Всю дорогу до просеки Энни убеждала себя, что это необходимая мера, и уже настроилась на длительное страдание. Но ульев не было. Энни прошла до самого конца просеки и вернулась к дороге ни с чем.

Пришлось сделать крюк к дому доктора Норриса, чтобы спросить, куда он подевал своих пчел. Но дверь его дома была заперта.

Оставалось надеяться, что отец оставит ее дома только потому, что ей не в чем ехать. Однако граф де Рени быстро нашел выход из положения, отправив Энни на чердак, где в сундуке хранились вещи ее матери.

— У нее точно было что-то черное. Я помню. У нее было много вещей. Она любила принарядиться. Чудесные платья у нее были. Тебе они уже должны быть впору. Можешь забрать их себе.

Энни улыбнулась и кивнула отцу, думая, что носить платья, мода на которые прошла почти двадцать лет назад, даже по ольстенским меркам весьма странно.

Энни ознаменовала свое прибытие на чердак громким чиханием. При каждом новом чихе масляная лампа дрожала в ее руках и отбрасывала по стенам пугающие тени. Пыль стелилась по полу густым серым ковром, покрывала старую, поломанную мебель и большие сундуки, до содержимого которых столько лет никому не было никакого дела. Очевидно Хромоножка с метлой и тряпкой здесь никогда не бывала. Где-то за софой с разодранной обивкой тихонько шуршали мыши. Энни обрадовалась, что сундуки стоят в другой стороне. Она не боялась мышей, но если бы ей под ноги неожиданно выскочила мышь, ей было бы не по себе.

Энни присела возле одного из сундуков, поставила на пол лампу и откинула тяжелую крышку. Пыль оставила на руках темные следы. Ей повезло. В первом же попавшемся сундуке были платья. Хотя и остальные вполне могли быть набиты ими же. Одежда была аккуратно сложена и пересыпана травами, чтобы отпугнуть моль.

Черное платье здесь тоже было. Энни пришла в голову мысль запрятать его в какой-нибудь темный угол, и его никто никогда не найдет. Отцу она скажет, что в сундуках ничего не было. Мало ли куда оно могло деться. Она поднялась и огляделась, раздумывая, куда его можно положить. Но так и осталась стоять на месте, потому что за спиной послышались тяжелые шаги.

— Нашла?

Энни развернулась к отцу.

— О, это то самое платье, в котором мы ездили на похороны к дядюшке Симону. В мгновение, когда все смотрели на лежащего в гробу дядюшку, я глаз от нее оторвать не мог и думал, какая она у меня красивая.

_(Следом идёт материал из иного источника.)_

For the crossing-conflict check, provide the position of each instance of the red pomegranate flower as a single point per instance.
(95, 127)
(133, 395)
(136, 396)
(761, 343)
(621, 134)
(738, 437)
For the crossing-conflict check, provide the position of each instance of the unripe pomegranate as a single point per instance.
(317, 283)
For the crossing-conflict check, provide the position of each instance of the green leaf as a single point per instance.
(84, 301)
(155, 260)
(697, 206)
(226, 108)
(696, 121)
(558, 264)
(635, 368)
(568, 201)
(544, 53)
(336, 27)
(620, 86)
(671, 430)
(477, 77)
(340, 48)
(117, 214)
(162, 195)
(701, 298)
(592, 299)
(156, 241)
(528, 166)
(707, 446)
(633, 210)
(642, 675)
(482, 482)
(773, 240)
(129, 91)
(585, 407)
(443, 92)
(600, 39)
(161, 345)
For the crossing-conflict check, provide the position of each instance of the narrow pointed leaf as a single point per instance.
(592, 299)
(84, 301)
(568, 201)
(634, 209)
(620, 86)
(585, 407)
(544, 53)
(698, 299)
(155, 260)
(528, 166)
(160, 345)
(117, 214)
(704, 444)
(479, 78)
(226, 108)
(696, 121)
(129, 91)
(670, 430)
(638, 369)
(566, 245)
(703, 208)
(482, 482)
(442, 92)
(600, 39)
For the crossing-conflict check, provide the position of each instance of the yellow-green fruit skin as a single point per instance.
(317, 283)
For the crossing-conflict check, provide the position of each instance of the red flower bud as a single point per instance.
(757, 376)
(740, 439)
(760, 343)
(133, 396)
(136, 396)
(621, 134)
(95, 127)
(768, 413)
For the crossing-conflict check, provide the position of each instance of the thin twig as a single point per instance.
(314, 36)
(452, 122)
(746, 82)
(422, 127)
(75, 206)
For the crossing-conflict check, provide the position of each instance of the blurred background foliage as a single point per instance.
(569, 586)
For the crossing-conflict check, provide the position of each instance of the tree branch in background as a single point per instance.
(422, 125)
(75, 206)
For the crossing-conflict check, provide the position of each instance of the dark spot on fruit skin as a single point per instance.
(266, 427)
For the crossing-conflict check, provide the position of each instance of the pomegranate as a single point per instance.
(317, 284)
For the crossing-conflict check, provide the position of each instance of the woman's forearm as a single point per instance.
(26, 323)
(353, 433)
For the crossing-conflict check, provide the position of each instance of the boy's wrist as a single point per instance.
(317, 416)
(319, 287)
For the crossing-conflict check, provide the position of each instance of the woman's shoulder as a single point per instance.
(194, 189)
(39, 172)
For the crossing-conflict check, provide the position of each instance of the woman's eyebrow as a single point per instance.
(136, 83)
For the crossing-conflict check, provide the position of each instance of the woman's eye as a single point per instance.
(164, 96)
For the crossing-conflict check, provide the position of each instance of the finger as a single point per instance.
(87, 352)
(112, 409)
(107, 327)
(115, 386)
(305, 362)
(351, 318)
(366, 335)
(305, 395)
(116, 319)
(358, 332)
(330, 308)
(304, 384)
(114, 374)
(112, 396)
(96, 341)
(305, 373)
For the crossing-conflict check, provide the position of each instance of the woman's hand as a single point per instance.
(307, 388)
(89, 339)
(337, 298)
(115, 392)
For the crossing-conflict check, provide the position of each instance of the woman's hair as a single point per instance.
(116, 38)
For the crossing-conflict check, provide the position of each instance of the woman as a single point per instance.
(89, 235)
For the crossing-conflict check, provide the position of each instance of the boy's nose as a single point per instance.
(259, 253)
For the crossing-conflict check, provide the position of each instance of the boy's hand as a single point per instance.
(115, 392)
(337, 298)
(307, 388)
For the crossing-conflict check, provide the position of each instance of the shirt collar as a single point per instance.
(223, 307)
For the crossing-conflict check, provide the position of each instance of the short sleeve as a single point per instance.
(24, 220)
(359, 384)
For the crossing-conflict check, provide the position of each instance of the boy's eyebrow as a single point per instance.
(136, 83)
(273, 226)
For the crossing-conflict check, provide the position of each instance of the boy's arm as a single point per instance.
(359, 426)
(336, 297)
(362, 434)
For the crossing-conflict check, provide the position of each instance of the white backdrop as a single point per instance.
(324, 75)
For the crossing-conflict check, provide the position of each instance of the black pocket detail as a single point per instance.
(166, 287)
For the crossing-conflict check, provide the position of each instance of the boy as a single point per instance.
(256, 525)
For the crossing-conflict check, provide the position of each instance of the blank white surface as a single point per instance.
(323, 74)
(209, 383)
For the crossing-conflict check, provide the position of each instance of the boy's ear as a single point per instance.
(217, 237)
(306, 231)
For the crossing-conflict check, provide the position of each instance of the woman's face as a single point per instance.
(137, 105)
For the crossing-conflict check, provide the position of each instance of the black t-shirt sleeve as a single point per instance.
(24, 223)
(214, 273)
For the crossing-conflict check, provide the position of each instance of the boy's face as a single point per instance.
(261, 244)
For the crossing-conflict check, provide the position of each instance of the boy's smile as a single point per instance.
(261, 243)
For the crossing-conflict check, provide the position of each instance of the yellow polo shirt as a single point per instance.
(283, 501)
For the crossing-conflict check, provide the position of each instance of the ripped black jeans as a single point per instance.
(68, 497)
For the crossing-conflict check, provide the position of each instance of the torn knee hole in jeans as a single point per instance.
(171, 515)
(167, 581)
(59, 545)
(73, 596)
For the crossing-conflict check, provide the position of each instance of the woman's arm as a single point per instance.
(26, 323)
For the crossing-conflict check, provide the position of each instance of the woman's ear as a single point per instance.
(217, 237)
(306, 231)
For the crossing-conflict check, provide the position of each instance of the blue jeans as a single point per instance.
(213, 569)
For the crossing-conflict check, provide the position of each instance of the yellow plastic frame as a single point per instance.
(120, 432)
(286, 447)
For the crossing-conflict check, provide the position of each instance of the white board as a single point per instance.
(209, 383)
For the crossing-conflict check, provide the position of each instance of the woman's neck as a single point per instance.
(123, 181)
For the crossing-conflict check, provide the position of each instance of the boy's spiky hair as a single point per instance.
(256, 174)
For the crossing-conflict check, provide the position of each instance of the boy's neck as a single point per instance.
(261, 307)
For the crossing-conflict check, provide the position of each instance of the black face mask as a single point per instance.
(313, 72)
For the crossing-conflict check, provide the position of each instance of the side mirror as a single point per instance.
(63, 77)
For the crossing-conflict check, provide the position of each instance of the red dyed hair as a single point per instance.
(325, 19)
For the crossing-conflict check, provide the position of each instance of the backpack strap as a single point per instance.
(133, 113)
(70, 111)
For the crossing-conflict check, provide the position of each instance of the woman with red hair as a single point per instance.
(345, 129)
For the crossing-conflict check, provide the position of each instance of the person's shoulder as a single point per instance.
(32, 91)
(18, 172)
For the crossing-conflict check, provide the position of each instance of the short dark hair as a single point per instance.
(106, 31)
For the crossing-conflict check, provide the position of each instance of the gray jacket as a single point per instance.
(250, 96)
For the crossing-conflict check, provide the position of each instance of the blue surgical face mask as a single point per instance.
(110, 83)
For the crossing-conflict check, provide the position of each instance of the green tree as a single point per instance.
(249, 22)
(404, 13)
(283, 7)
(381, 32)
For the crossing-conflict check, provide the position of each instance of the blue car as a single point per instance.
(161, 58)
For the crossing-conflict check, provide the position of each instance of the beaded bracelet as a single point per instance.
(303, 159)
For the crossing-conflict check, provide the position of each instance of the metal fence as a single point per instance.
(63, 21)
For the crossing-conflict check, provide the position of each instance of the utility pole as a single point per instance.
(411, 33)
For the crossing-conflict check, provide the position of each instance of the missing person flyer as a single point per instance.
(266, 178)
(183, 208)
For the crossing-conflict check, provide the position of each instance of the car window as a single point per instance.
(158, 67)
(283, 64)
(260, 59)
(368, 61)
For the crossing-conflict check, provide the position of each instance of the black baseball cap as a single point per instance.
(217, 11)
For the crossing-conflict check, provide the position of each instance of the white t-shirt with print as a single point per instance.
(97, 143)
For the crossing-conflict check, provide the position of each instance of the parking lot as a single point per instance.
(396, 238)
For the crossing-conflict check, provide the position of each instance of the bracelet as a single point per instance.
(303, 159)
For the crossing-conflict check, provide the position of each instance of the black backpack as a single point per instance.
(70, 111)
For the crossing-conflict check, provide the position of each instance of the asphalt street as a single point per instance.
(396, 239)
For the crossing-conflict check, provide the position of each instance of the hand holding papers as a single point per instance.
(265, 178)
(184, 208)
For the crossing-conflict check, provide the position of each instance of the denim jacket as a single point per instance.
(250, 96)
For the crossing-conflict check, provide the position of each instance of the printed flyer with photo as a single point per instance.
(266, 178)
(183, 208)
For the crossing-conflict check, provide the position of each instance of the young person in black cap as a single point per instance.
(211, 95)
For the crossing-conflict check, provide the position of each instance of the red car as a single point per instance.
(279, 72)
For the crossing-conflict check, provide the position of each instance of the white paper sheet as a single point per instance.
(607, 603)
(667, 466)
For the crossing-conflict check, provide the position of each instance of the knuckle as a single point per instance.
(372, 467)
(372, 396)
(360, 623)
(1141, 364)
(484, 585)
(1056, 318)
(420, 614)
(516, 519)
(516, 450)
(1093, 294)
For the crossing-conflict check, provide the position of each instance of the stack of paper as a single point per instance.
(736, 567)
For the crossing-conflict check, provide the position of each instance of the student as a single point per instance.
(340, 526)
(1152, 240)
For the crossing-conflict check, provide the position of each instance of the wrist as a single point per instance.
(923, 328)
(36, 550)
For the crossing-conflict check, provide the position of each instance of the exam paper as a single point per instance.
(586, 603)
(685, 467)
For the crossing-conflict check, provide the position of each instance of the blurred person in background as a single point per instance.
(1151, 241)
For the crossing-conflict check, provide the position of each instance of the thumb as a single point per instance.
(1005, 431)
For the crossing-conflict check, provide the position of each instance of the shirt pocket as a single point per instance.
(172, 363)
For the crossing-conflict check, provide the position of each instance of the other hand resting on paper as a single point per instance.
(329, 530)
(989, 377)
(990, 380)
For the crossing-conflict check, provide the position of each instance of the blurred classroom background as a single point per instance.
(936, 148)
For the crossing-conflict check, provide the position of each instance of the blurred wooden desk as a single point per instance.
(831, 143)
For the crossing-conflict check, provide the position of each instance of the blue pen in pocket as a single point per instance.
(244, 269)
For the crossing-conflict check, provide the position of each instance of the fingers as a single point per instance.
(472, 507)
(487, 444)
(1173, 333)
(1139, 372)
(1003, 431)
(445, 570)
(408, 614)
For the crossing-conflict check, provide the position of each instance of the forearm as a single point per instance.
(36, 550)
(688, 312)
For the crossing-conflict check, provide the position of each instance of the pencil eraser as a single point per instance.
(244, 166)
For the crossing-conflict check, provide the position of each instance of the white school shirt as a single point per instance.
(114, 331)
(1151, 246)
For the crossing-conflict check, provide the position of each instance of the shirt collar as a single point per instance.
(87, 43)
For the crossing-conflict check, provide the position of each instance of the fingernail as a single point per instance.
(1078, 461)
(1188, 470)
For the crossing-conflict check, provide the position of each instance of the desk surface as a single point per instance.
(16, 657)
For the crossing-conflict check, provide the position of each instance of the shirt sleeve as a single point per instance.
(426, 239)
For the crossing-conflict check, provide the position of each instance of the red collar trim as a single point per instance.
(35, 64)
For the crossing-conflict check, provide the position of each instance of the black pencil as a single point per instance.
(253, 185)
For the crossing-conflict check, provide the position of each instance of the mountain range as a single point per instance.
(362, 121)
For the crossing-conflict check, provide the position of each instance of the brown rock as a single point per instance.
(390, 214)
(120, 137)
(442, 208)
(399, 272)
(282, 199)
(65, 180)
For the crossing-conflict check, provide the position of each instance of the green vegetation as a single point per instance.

Граф де Рени склонился над сундуком и стал перебирать платья:

— Когда мы с ней познакомились, она была в этом платье. Ей очень шел голубой, как тебе. А это она брала в Париж. А эти с оборочками она носила, когда мы ждали тебя.

В неверном свете лампы Энни заметила, что по сморщенной щеке отца бежит слеза, но он быстро смахнул ее рукавом сюртука.

Платье оказалось Эниане немного велико в груди и несколько длиннее, чем требовалось. Потому с утра она снова отправилась к мадам Ламбер. Швея долго крутила его в руках, чем-то явно недовольная. В конце концов она смущенно пробормотала:

— Вы меня простите великодушно, сеньора Эниана, но такой фасон я во времена своей молодости носила. Оно-то, конечно, добротное, носить его не переносить, но если бы чуть подправить здесь, — она показала на рукава, — вырез чуть изменить, то будет очень красиво. У меня и ткань есть прозрачная такая, черная, по юбке можно пустить.

Эниана не противилась. Хочется швее — пусть делает. Если была б возможность обойтись без примерки, она бы отказалась от переделки, а так все равно придется напяливать платье и ждать, пока мадам Ламбер подколет подол и вырез булавками. Швея прикинула, что вся работа займет не более трех часов и предложила Энни подождать у нее дома. Однако Энни решила, что лучше еще раз зайдет к ней вечером.